Pastor Len wasn’t at all put out. ‘I know you’re upset, Jim. But we’re here to help you. See you through this.’

And then Jim just started sobbing. His whole body heaved and
shook. Whatever they say about Pastor Len now, Elspeth, you should’ve seen how he handled Jim. With real kindness. Took him into the bathroom to get him cleaned up.

Kendra and I just stood there for a while, and then I nudged her and we got to work. Cleaned the kitchen, scooped up the dog poop and gave that La-Z-Boy a good scrub. And all the time Snookie kept following after us with those eyes.

Pastor Len led Jim back into the lounge, and though the poor man smelled a whole lot better, his tears hadn’t dried up none. He was still sobbing and sobbing.

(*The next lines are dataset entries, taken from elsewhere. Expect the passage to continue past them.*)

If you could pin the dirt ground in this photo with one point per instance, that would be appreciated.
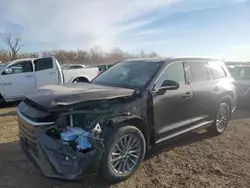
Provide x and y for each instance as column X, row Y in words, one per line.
column 194, row 161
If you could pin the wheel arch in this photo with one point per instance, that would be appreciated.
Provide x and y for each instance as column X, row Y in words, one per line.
column 136, row 121
column 228, row 99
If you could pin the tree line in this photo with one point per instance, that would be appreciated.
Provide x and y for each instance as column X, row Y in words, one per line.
column 94, row 55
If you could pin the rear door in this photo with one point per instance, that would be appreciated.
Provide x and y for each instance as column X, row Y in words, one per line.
column 172, row 110
column 205, row 89
column 20, row 81
column 46, row 72
column 242, row 77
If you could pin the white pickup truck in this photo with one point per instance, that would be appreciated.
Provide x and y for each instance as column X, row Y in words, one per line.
column 19, row 77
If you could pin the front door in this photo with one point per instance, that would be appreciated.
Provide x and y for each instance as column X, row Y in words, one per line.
column 46, row 72
column 172, row 110
column 19, row 80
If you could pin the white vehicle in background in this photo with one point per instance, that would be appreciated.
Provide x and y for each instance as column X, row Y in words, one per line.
column 72, row 66
column 19, row 77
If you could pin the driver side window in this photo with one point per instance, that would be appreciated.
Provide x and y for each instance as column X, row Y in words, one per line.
column 174, row 72
column 20, row 67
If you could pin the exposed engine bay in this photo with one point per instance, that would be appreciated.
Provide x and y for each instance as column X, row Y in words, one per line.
column 71, row 144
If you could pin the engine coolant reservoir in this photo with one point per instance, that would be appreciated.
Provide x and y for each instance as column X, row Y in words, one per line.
column 78, row 135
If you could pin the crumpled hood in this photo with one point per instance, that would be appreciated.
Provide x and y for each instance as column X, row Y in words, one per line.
column 56, row 95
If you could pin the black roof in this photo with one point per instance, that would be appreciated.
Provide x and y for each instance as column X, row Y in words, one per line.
column 170, row 59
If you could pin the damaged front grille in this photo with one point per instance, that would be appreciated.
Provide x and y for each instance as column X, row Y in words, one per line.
column 27, row 132
column 28, row 137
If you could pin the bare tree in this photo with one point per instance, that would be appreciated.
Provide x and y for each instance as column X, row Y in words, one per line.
column 13, row 43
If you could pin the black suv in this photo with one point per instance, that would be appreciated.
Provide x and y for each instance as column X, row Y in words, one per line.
column 107, row 125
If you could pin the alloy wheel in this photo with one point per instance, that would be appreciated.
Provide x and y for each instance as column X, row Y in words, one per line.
column 125, row 154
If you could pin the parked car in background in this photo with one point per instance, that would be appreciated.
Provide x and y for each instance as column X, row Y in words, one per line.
column 22, row 76
column 72, row 66
column 107, row 125
column 103, row 67
column 241, row 73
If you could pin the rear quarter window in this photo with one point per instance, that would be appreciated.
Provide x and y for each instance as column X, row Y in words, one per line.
column 217, row 70
column 43, row 64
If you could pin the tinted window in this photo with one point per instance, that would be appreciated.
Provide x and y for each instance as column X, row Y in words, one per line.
column 198, row 71
column 43, row 64
column 240, row 72
column 217, row 70
column 128, row 74
column 22, row 67
column 175, row 72
column 75, row 67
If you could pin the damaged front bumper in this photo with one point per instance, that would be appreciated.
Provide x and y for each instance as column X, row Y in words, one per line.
column 52, row 158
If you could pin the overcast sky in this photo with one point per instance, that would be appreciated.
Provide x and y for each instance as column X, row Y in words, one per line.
column 217, row 28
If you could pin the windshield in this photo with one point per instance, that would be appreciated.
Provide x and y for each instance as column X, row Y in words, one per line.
column 240, row 72
column 3, row 65
column 128, row 74
column 64, row 66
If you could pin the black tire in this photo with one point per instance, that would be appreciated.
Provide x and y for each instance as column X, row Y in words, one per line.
column 113, row 139
column 220, row 123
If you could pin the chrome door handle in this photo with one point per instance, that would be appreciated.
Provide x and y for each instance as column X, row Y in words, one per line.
column 188, row 95
column 7, row 83
column 216, row 88
column 28, row 76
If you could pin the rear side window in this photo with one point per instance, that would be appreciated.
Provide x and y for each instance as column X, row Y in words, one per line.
column 175, row 72
column 217, row 70
column 198, row 71
column 43, row 64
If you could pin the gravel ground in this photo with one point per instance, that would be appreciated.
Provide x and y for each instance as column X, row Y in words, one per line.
column 194, row 161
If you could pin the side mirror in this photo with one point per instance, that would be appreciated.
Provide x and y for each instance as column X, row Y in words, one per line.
column 168, row 85
column 8, row 71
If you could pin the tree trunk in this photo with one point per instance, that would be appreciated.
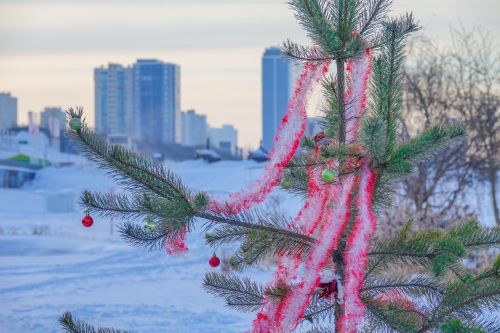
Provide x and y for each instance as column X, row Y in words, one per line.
column 493, row 189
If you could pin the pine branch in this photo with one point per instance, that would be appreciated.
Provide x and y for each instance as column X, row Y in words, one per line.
column 278, row 235
column 372, row 16
column 416, row 286
column 406, row 156
column 386, row 86
column 71, row 325
column 241, row 294
column 432, row 249
column 314, row 17
column 135, row 171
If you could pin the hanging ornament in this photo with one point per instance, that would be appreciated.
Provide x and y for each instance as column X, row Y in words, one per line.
column 150, row 226
column 328, row 175
column 214, row 261
column 286, row 183
column 75, row 124
column 87, row 220
column 328, row 288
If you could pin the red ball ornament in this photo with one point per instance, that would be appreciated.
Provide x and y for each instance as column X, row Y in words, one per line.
column 328, row 288
column 214, row 261
column 87, row 221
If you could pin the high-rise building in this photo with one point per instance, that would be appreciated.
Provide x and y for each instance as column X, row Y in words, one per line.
column 113, row 100
column 8, row 111
column 276, row 89
column 48, row 115
column 156, row 101
column 194, row 129
column 224, row 138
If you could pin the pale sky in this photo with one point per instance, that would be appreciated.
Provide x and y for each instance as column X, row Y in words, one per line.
column 48, row 48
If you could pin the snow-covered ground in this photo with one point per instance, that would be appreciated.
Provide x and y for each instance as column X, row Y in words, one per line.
column 50, row 264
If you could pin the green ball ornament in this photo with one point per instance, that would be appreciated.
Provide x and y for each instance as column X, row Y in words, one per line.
column 286, row 183
column 75, row 124
column 150, row 227
column 328, row 175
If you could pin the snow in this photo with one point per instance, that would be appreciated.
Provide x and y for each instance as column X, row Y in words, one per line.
column 50, row 264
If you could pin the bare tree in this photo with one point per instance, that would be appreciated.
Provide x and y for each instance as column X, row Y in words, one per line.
column 474, row 64
column 439, row 183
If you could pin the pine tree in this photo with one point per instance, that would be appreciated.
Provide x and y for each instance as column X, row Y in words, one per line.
column 331, row 275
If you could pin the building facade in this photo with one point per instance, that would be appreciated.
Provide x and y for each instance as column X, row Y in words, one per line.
column 48, row 115
column 113, row 100
column 194, row 129
column 156, row 101
column 8, row 111
column 276, row 89
column 224, row 138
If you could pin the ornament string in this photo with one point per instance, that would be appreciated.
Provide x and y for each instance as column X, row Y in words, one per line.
column 292, row 307
column 356, row 255
column 285, row 144
column 308, row 219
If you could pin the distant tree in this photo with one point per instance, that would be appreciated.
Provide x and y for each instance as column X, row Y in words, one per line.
column 438, row 183
column 474, row 72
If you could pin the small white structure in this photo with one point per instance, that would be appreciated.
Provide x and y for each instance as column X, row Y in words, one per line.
column 62, row 201
column 194, row 129
column 224, row 138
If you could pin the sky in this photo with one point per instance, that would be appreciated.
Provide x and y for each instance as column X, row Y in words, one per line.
column 48, row 48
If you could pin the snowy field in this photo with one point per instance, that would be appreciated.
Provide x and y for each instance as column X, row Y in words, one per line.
column 50, row 264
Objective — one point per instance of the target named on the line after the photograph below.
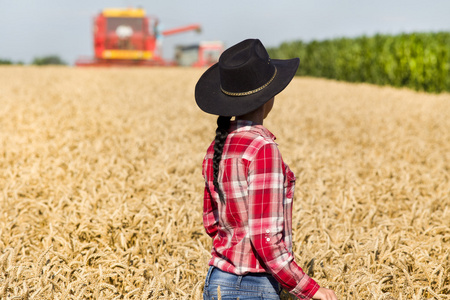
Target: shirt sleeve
(266, 222)
(210, 213)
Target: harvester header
(128, 37)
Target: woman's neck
(256, 116)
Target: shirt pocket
(289, 184)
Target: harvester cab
(128, 37)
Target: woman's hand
(324, 294)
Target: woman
(248, 188)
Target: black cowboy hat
(244, 79)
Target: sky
(36, 28)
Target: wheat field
(101, 187)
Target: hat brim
(211, 99)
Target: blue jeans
(245, 287)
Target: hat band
(252, 91)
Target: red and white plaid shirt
(252, 231)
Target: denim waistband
(262, 282)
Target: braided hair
(223, 123)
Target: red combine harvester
(127, 37)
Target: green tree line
(37, 61)
(420, 61)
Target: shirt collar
(245, 125)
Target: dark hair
(223, 123)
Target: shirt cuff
(306, 288)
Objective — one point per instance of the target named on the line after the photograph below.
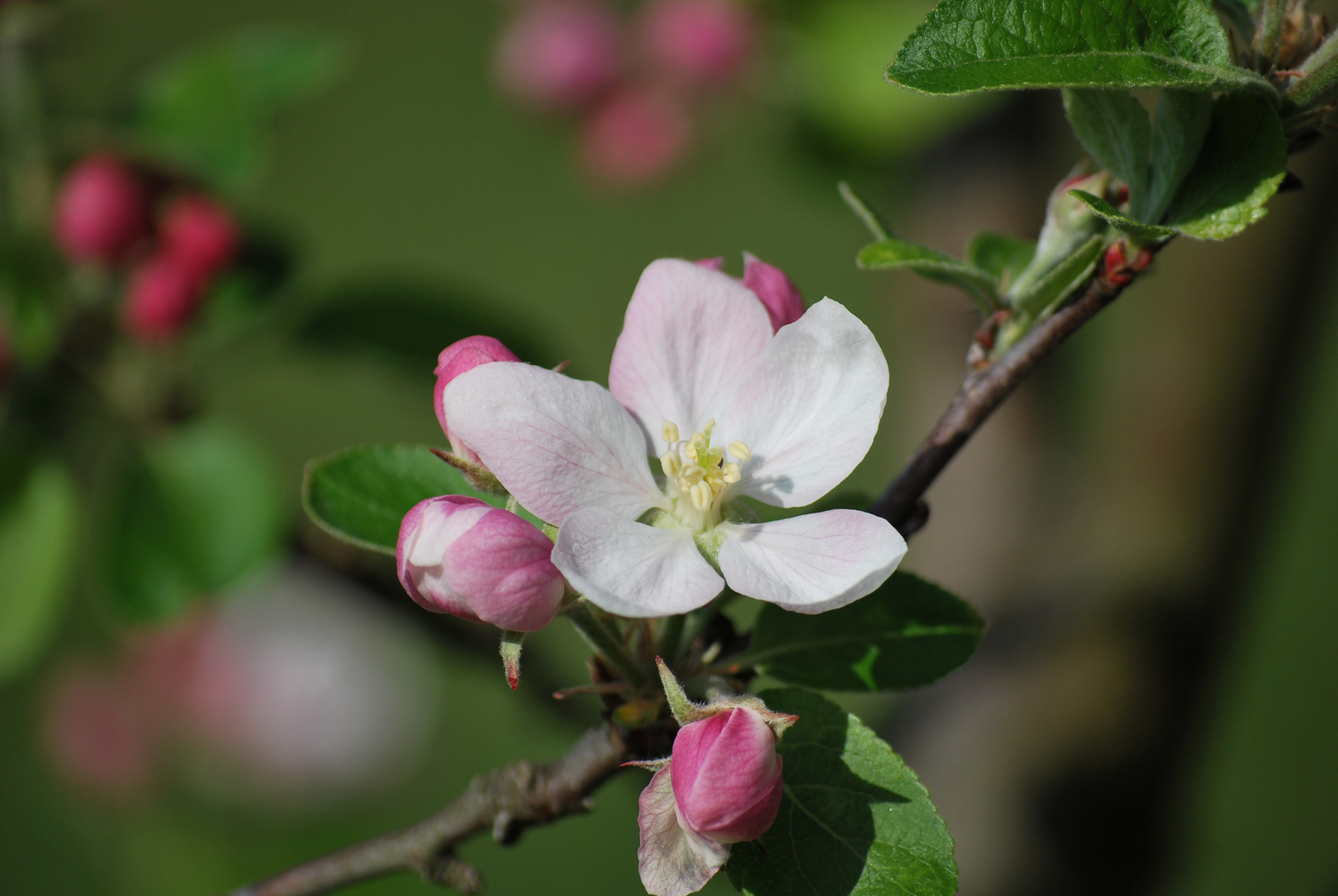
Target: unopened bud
(161, 299)
(200, 233)
(560, 55)
(456, 358)
(460, 555)
(100, 210)
(703, 41)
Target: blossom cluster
(635, 85)
(733, 389)
(113, 216)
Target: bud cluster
(110, 214)
(635, 85)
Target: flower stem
(605, 640)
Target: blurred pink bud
(95, 733)
(560, 54)
(727, 776)
(705, 41)
(456, 358)
(635, 137)
(478, 562)
(775, 289)
(161, 299)
(200, 233)
(100, 212)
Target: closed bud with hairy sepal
(460, 555)
(100, 212)
(456, 358)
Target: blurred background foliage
(1147, 526)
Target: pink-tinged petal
(811, 563)
(501, 567)
(775, 289)
(674, 861)
(558, 444)
(460, 358)
(630, 568)
(689, 338)
(810, 407)
(727, 776)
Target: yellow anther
(670, 463)
(702, 496)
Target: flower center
(698, 475)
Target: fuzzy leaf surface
(854, 819)
(360, 495)
(966, 46)
(1242, 163)
(906, 634)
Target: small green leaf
(360, 495)
(207, 109)
(1112, 216)
(1061, 280)
(854, 819)
(906, 634)
(1113, 129)
(965, 46)
(192, 517)
(1241, 166)
(37, 533)
(1000, 255)
(1178, 134)
(930, 264)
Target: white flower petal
(811, 563)
(672, 859)
(689, 338)
(556, 443)
(810, 407)
(630, 568)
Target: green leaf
(1113, 129)
(965, 46)
(930, 264)
(196, 514)
(209, 107)
(1112, 216)
(905, 634)
(360, 495)
(1061, 280)
(1241, 166)
(1178, 134)
(854, 819)
(37, 533)
(1000, 255)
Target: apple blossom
(478, 562)
(733, 411)
(100, 210)
(456, 358)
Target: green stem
(605, 642)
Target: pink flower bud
(200, 233)
(775, 289)
(635, 137)
(100, 212)
(727, 776)
(456, 358)
(478, 562)
(704, 41)
(161, 297)
(560, 54)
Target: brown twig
(984, 391)
(504, 801)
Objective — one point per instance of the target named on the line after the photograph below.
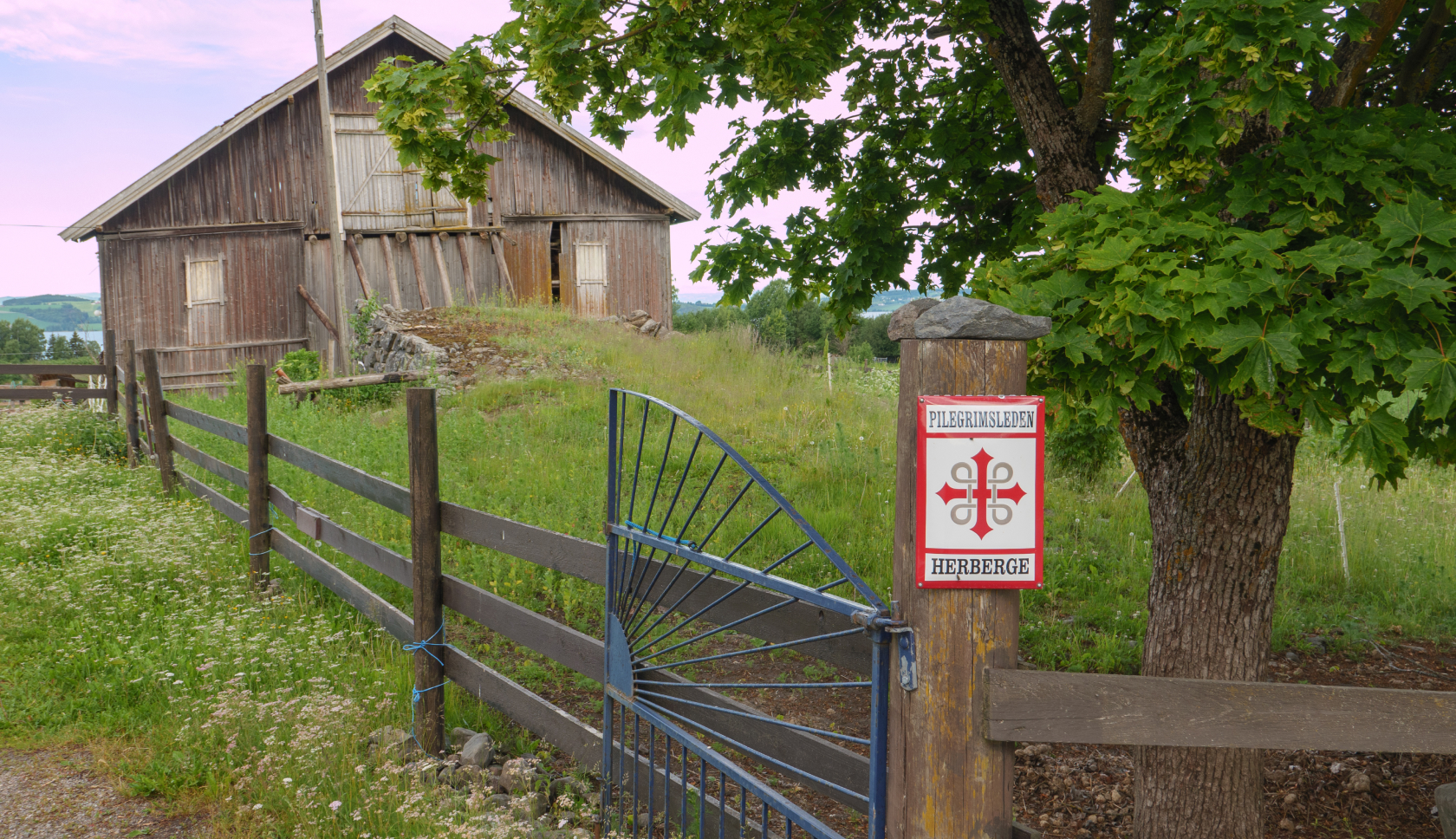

Pastor Len said, ‘If it’s okay with you, Jim, we’d sure like to pray for Pam with you.’

I was expecting Jim to curse at him again, and for a second, I swear, I could see that so did Pastor Len. But that man was broken, Elspeth. Just about tore in two, and later Pastor Len said that was Jesus’ way of showing us that we needed to let him in. But you got to be
ready
. I’ve seen it a thousand times. Like when we were praying for Stephenie’s cousin Lonnie, the one who had that motor neurons disease. It didn’t work because he hadn’t let the Lord into his heart. Even Jesus can’t work with an empty vessel.

So we knelt right there next to the couch, surrounded by empty beer cans, and prayed.

‘Let the Lord into your heart, Jim,’ Pastor Len said. ‘He’s there for you. He wants to be your Saviour. Can you feel him?’

It was a beautiful thing to see. Here was a man, so smashed by grief that he was crying fit to break, and here was Jesus, just waiting to take him in His arms and put him back together again!

We sat with Jim for a good hour at least. Pastor Len kept saying, ‘You’re now part of our flock, Jim, we’re here for you, just as Jesus is here for you.’ It was so heart-warming, I’m not ashamed to say I cried like a new-born baby.